Nesse instante, logo após entrarem na estrada que liga Itatiba a Valinhos, em frente ao Acampamento, no KM 7 da Estrada do Jequitibá, com o trânsito parado, um veículo avança na contramão em alta velocidade contra cerca de 500 sem terras. Uma câmera de um ônibus parado no local conseguiu registrar o assassinato. O atropelamento intencional além de matar Luís, deixou mais de 10 feridos – todos sem gravidade -, além do cinegrafista Carlos Felipe Tavares, que acompanhava a mobilização, que chegou a ser hospitalizado, mas liberado no fim do dia, sem constatação de fraturas. A imagem é forte, mas mostra a ação criminosa do motorista. Veja aqui.
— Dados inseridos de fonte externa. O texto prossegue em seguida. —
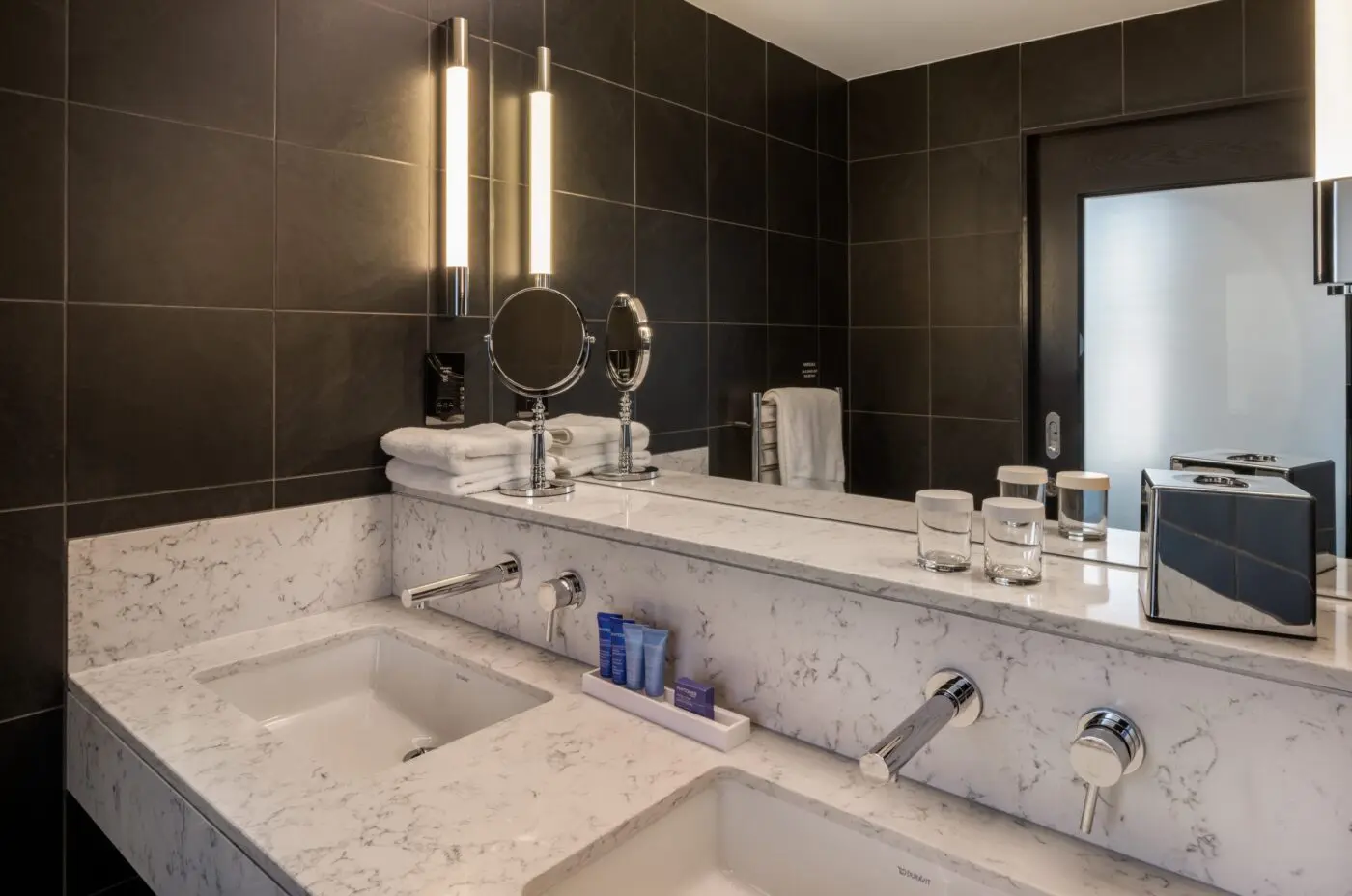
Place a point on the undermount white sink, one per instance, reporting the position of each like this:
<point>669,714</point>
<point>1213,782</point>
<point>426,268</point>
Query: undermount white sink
<point>367,703</point>
<point>733,838</point>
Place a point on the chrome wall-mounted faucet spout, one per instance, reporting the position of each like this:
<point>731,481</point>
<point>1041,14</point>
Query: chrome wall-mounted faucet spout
<point>950,700</point>
<point>506,572</point>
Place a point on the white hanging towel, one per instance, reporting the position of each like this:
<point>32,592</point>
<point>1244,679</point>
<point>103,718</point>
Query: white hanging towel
<point>811,453</point>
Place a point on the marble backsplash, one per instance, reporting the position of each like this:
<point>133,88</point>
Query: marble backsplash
<point>687,461</point>
<point>139,592</point>
<point>1244,781</point>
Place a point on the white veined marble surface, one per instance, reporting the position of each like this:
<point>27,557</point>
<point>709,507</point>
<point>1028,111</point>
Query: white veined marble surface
<point>138,592</point>
<point>1088,602</point>
<point>536,794</point>
<point>693,461</point>
<point>1246,781</point>
<point>165,839</point>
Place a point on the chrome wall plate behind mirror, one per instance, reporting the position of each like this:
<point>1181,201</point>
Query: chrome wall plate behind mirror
<point>629,347</point>
<point>538,347</point>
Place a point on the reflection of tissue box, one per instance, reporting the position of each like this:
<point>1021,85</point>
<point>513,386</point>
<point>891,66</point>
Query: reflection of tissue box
<point>1227,551</point>
<point>1315,477</point>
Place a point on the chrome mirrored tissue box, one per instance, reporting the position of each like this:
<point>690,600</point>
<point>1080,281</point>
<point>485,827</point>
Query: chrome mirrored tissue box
<point>1227,551</point>
<point>1314,476</point>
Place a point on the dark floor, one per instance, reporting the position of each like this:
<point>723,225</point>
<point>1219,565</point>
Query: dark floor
<point>94,865</point>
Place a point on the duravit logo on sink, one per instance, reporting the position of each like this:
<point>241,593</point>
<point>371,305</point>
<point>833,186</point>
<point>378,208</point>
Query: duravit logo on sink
<point>910,875</point>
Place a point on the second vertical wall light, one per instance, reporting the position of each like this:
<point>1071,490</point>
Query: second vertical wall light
<point>456,146</point>
<point>541,172</point>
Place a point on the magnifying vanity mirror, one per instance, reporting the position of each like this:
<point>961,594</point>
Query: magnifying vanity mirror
<point>538,347</point>
<point>629,345</point>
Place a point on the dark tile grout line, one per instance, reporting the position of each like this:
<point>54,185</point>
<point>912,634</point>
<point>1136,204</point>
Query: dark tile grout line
<point>65,401</point>
<point>276,237</point>
<point>56,707</point>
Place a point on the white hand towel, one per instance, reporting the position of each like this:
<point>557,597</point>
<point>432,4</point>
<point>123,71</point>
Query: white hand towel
<point>578,430</point>
<point>450,450</point>
<point>584,463</point>
<point>426,479</point>
<point>810,449</point>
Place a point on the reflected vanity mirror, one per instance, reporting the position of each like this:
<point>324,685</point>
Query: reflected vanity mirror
<point>629,345</point>
<point>538,347</point>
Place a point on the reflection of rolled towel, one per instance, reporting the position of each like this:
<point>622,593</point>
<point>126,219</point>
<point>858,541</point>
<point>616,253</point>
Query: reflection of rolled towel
<point>452,450</point>
<point>441,483</point>
<point>590,462</point>
<point>578,430</point>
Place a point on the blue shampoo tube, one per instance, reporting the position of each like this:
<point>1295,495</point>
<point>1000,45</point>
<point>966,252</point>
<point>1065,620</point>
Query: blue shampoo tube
<point>634,656</point>
<point>617,653</point>
<point>655,662</point>
<point>604,626</point>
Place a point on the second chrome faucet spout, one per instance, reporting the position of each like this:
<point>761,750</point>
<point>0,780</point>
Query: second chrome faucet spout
<point>950,699</point>
<point>506,572</point>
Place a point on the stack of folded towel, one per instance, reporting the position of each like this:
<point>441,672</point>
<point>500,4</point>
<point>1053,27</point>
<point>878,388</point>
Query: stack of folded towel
<point>476,459</point>
<point>584,443</point>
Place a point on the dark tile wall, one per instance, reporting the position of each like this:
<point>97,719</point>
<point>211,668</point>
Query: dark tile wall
<point>218,253</point>
<point>936,215</point>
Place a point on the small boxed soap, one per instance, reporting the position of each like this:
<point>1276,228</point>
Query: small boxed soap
<point>695,697</point>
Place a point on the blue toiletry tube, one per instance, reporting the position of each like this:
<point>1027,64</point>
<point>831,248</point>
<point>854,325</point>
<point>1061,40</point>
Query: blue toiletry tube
<point>617,653</point>
<point>695,697</point>
<point>604,622</point>
<point>634,656</point>
<point>655,662</point>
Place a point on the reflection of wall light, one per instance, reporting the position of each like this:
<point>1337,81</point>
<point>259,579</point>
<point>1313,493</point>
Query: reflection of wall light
<point>456,202</point>
<point>1334,145</point>
<point>1334,90</point>
<point>541,173</point>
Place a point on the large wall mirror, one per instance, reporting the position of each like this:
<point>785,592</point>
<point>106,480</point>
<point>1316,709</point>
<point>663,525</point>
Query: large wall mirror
<point>1004,270</point>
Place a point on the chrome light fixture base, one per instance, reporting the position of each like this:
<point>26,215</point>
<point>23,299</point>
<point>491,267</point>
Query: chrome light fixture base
<point>523,488</point>
<point>1334,236</point>
<point>615,474</point>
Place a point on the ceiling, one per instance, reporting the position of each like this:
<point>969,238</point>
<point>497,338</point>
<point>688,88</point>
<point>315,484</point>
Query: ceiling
<point>855,38</point>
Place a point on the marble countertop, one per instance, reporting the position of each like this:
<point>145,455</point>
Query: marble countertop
<point>490,812</point>
<point>1084,601</point>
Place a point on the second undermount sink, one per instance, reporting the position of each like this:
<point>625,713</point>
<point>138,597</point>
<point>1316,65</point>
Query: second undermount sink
<point>369,702</point>
<point>734,837</point>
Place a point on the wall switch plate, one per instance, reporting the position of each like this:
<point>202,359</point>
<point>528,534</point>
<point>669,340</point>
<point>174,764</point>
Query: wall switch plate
<point>443,389</point>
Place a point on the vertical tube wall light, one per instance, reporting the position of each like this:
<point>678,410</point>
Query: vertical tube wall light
<point>1334,146</point>
<point>541,172</point>
<point>456,148</point>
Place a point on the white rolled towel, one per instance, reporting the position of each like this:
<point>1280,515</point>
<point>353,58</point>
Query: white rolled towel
<point>426,479</point>
<point>580,430</point>
<point>457,452</point>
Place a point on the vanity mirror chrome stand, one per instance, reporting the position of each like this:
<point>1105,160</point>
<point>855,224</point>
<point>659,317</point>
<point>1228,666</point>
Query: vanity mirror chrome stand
<point>538,347</point>
<point>629,345</point>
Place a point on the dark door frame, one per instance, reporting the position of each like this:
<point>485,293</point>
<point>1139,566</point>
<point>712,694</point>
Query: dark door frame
<point>1240,142</point>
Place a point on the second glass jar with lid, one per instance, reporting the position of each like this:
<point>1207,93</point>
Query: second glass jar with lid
<point>1023,481</point>
<point>1082,499</point>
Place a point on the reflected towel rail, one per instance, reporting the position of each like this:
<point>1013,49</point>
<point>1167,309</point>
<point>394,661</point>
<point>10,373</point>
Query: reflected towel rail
<point>766,436</point>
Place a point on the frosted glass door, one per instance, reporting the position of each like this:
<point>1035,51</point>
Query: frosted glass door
<point>1202,330</point>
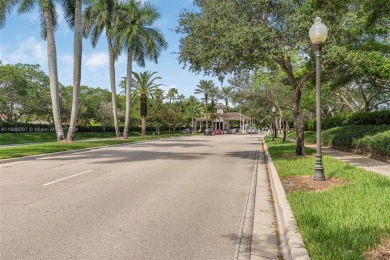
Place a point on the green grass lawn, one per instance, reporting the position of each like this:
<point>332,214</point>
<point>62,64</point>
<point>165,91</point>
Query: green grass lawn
<point>41,143</point>
<point>342,222</point>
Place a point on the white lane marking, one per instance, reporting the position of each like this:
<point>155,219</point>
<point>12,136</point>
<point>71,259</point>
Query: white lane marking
<point>66,178</point>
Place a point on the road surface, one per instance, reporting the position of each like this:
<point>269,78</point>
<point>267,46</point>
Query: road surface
<point>178,198</point>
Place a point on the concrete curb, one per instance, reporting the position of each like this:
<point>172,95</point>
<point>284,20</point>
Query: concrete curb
<point>291,242</point>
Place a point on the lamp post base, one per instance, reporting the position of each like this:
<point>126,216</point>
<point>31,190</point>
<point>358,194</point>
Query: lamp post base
<point>319,169</point>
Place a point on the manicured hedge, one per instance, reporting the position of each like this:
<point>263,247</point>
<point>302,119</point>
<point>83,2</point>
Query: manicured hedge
<point>346,119</point>
<point>364,138</point>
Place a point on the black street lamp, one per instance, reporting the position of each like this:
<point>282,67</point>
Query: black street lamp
<point>318,33</point>
<point>273,123</point>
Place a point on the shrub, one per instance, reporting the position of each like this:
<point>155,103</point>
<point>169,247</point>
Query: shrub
<point>375,144</point>
<point>366,138</point>
<point>346,119</point>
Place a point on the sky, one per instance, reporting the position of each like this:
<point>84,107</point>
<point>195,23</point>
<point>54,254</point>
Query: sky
<point>20,42</point>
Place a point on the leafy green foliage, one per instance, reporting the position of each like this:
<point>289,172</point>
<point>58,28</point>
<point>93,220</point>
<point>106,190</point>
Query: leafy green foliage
<point>342,222</point>
<point>346,119</point>
<point>345,137</point>
<point>375,144</point>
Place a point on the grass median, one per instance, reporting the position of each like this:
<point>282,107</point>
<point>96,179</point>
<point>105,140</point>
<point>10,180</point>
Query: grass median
<point>52,147</point>
<point>342,222</point>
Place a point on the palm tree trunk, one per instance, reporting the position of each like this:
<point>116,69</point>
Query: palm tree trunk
<point>128,92</point>
<point>143,126</point>
<point>113,87</point>
<point>53,75</point>
<point>207,119</point>
<point>77,56</point>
O motorista evadiu-se do local, sem prestar qualquer socorro, sendo preso horas mais tarde, justamente graças às imagens da câmera do ônibus, identificando a placa do veículo. Ele confessou o crime e caracterizou-se o flagrante. Foi decretada sua prisão preventiva, por homicídio doloso, com a intenção de matar. Trata-se de Leo Luis Ribeiro, um senhor de 60 anos, bolsonarista clássico, como foi possível verificar pelo seu Facebook. Após prestar seu depoimento, encaminhado para o Presídio, nada respondeu à imprensa e aos comunicadores locais que ali estavam, como podemos ver no vídeo disponível aqui.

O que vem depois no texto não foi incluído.